Mención especial merecen las instituciones que se han encargado de resguardar la soberanía y seguridad nacional como lo han sido el Ejército y la Marina, que por su dedicación, empeño, identidad nacional y honestidad se ganaron el respeto de los mexicanos. Por eso nos lastiman los acontecimientos que han salido a la luz pública en el que nos damos cuenta que algunos personajes corruptos, que aprovechando sus cargos en la Marina, pervirtieron la honrosa encomienda transformándola en un vergonzoso bastión delincuencial que le generó un daño enorme a la institución y a la República; y eso no puede quedar sin castigo.
Sin embargo, el problema no se reduce a un caso aislado. Hoy observamos un desgaste generalizado en las instituciones, producto de varios factores: la corrupción enquistada en sus estructuras, la falta de renovación de sus objetivos y la politización de sus funciones. La ciudadanía percibe cada vez con mayor desconfianza a las instancias que deberían protegerla, orientarla y servirle.
El Poder Judicial, por ejemplo, que debería ser garante de la justicia, ha sido señalado en múltiples ocasiones por resoluciones contradictorias, por jueces que se convierten en cómplices del crimen organizado mediante resoluciones a modo, y por una burocracia que ralentiza procesos, volviendo la justicia un privilegio de quienes tienen recursos para pagarla y la finalización de la carrera judicial cambiádonla por elecciones manipuladas y engañosas ha propiciado incertidumbre por la incapacidad de muchos de los designados.

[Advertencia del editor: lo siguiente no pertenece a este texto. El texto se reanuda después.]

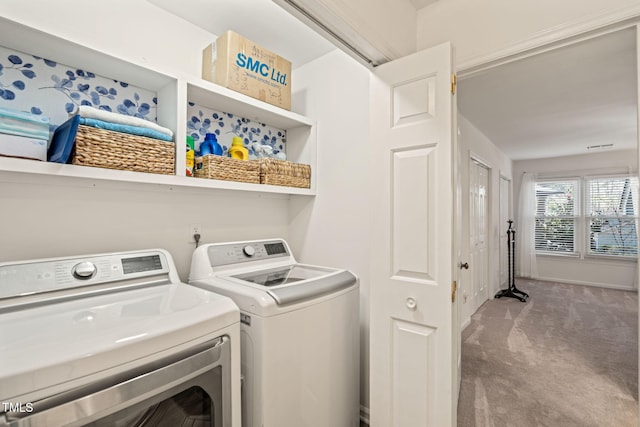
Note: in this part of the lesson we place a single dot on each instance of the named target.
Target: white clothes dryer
(299, 333)
(115, 340)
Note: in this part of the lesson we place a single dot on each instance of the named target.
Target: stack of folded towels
(23, 134)
(94, 117)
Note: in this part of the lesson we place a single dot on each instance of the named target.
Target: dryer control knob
(84, 270)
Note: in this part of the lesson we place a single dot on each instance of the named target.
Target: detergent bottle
(210, 145)
(238, 150)
(190, 155)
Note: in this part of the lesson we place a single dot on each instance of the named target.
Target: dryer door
(188, 389)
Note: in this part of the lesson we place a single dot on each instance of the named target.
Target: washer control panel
(235, 253)
(33, 277)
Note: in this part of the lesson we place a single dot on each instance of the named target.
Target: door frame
(465, 276)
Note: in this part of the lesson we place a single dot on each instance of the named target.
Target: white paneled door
(478, 233)
(412, 347)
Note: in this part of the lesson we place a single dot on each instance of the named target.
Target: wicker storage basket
(285, 173)
(116, 150)
(228, 169)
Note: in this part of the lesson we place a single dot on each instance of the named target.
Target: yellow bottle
(237, 149)
(190, 156)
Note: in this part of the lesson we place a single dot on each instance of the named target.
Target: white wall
(474, 143)
(333, 229)
(479, 28)
(598, 272)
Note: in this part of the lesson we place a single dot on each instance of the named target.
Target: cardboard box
(239, 64)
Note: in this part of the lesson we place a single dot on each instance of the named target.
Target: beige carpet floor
(567, 357)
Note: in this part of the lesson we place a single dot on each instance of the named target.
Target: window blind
(611, 214)
(556, 216)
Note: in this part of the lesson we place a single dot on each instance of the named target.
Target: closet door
(412, 335)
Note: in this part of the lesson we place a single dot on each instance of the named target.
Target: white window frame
(587, 217)
(577, 201)
(582, 219)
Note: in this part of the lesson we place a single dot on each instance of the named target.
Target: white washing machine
(115, 340)
(299, 333)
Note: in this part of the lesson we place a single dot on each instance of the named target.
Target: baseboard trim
(592, 284)
(364, 414)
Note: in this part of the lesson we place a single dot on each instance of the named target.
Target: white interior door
(413, 375)
(478, 232)
(505, 209)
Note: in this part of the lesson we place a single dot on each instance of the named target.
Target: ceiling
(560, 102)
(552, 104)
(267, 24)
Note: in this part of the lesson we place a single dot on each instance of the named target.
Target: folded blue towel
(132, 130)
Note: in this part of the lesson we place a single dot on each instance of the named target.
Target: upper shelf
(214, 96)
(176, 90)
(34, 169)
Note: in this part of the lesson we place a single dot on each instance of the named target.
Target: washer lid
(48, 345)
(297, 282)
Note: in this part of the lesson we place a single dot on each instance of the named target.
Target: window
(611, 216)
(556, 216)
(592, 216)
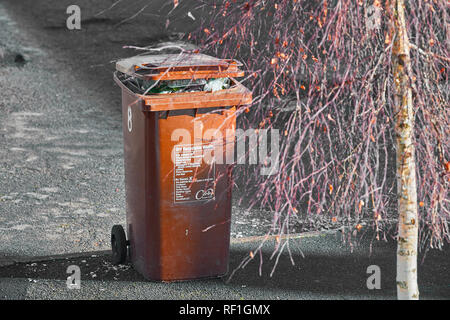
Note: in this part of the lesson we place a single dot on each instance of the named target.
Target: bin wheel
(118, 244)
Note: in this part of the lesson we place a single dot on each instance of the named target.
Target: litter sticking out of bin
(184, 85)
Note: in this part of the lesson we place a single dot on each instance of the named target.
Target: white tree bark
(407, 288)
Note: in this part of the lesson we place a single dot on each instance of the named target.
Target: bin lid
(179, 66)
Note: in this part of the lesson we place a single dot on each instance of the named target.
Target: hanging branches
(337, 154)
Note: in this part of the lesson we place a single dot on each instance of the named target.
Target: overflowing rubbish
(185, 85)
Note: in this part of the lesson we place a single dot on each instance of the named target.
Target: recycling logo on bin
(194, 179)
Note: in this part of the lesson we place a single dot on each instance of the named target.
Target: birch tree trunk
(407, 288)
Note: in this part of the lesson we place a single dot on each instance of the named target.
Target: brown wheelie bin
(177, 175)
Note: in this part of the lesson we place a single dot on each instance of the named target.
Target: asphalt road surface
(324, 268)
(62, 174)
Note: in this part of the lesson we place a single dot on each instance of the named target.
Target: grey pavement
(61, 189)
(324, 268)
(61, 167)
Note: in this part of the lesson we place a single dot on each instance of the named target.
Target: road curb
(6, 261)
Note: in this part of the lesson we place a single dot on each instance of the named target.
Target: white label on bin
(194, 179)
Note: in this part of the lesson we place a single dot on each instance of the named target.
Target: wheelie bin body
(178, 204)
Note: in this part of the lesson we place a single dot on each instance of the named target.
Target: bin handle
(139, 100)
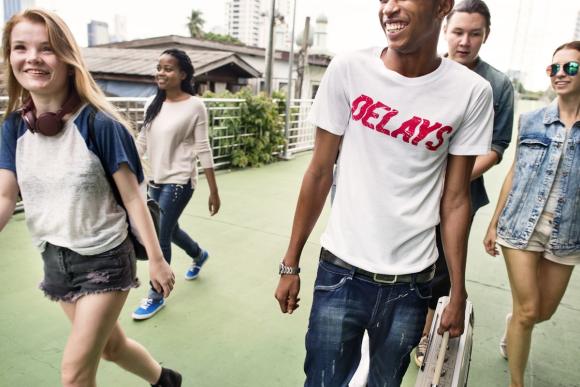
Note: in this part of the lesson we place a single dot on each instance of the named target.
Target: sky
(353, 24)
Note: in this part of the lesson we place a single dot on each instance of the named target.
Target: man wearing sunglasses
(409, 125)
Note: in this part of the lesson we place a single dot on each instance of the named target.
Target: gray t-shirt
(67, 198)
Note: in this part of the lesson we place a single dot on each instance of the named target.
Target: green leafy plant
(258, 133)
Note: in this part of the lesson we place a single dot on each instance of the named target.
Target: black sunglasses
(570, 68)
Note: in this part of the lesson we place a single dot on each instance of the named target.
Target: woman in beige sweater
(174, 137)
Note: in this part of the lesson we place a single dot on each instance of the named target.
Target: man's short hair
(473, 6)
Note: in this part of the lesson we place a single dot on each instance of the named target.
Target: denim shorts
(69, 275)
(539, 242)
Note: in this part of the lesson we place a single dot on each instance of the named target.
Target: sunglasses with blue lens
(570, 68)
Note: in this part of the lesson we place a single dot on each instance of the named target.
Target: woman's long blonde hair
(66, 49)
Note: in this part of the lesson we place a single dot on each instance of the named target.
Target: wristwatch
(288, 269)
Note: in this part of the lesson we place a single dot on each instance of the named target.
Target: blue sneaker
(148, 308)
(193, 271)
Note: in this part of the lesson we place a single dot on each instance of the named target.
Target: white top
(173, 142)
(397, 133)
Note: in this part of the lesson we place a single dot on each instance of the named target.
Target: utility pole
(270, 52)
(286, 154)
(303, 59)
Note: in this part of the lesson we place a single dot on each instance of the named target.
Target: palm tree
(195, 24)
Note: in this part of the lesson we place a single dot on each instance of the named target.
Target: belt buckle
(376, 279)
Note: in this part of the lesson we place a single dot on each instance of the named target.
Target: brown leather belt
(388, 279)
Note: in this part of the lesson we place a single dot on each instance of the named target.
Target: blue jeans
(346, 304)
(172, 199)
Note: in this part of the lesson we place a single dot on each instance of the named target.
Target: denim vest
(540, 147)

El Poder Legislativo, otrora espacio de debate y generación de consensos, ha caído en una dinámica de confrontación permanente, donde la búsqueda de soluciones colectivas se ha sustituido por cálculos electorales. La ciudadanía percibe que se legisla más para las encuestas que para atender problemas reales.

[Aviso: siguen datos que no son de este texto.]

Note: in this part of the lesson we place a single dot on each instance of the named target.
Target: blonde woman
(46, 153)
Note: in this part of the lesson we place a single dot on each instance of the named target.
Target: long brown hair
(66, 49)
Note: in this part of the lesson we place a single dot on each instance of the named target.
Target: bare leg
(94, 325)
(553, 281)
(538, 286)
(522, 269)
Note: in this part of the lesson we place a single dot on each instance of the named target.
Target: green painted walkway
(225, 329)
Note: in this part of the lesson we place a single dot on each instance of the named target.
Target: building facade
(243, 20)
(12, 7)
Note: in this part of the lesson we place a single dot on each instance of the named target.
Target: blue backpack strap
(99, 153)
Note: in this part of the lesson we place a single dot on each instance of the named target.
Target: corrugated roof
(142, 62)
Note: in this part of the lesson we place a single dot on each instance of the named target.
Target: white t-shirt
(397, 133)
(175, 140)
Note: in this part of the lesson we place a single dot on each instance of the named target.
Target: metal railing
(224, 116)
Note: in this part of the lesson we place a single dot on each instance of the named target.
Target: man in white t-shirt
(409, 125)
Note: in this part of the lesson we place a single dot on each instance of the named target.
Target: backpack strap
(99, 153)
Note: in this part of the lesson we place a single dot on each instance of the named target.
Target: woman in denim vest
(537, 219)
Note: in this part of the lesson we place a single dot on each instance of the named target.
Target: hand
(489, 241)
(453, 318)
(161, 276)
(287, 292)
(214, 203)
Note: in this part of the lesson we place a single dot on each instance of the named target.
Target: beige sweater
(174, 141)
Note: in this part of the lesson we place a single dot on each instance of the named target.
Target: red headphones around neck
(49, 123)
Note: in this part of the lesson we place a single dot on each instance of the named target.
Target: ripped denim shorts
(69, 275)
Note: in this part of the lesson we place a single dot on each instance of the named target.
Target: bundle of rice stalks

El Poder Ejecutivo, en distintos periodos, también ha contribuido al desgaste, pues la centralización de decisiones, el uso clientelar de programas sociales y la tentación de controlar organismos autónomos han debilitado contrapesos fundamentales para la vida democrática.
En este contexto, la población vive una contradicción: necesita de las instituciones para resolver sus problemas cotidianos, pero al mismo tiempo siente que estas le fallan, que se han alejado de sus propósitos originales y que ya no representan garantías confiables. Esta erosión de confianza es particularmente peligrosa porque mina la cohesión social y abre la puerta a la desesperanza o, peor aún, a la violencia como medio de resolución de conflictos.
El desgaste institucional también se refleja en la vida cotidiana. El ciudadano que acude a una clínica y se encuentra con desabasto de medicinas; el campesino que solicita crédito y recibe trámites interminables; la madre de familia que busca justicia ante la violencia y se topa con indiferencia de las fiscalías; el estudiante que ve a su universidad sin recursos suficientes. Todos ellos, al acumular decepciones, terminan por desconfiar del sistema en su conjunto.
La pregunta que debemos hacernos es: ¿cómo revertir este proceso? La respuesta no es sencilla, pero sí urgente. Se requiere recuperar la ética del servicio público, profesionalizar a los servidores, garantizar transparencia en la gestión, sancionar sin contemplaciones a los corruptos y, sobre todo, devolverle a las instituciones su razón de ser: servir al pueblo, no servirse de él.
En conclusión, las instituciones mexicanas han sido durante décadas pilares de estabilidad y desarrollo, pero hoy atraviesan por un desgaste evidente que amenaza con debilitarlas aún más si no se toman medidas decididas. El reto es grande, pero no imposible: se trata de rescatar la confianza social, de regenerar los mecanismos de control y de demostrar que el Estado, en su conjunto, sigue siendo capaz de cumplir con su función esencial: garantizar la justicia, la seguridad y el bienestar de todos.
México no puede darse el lujo de perder a sus instituciones. Rescatarlas es tarea de todos.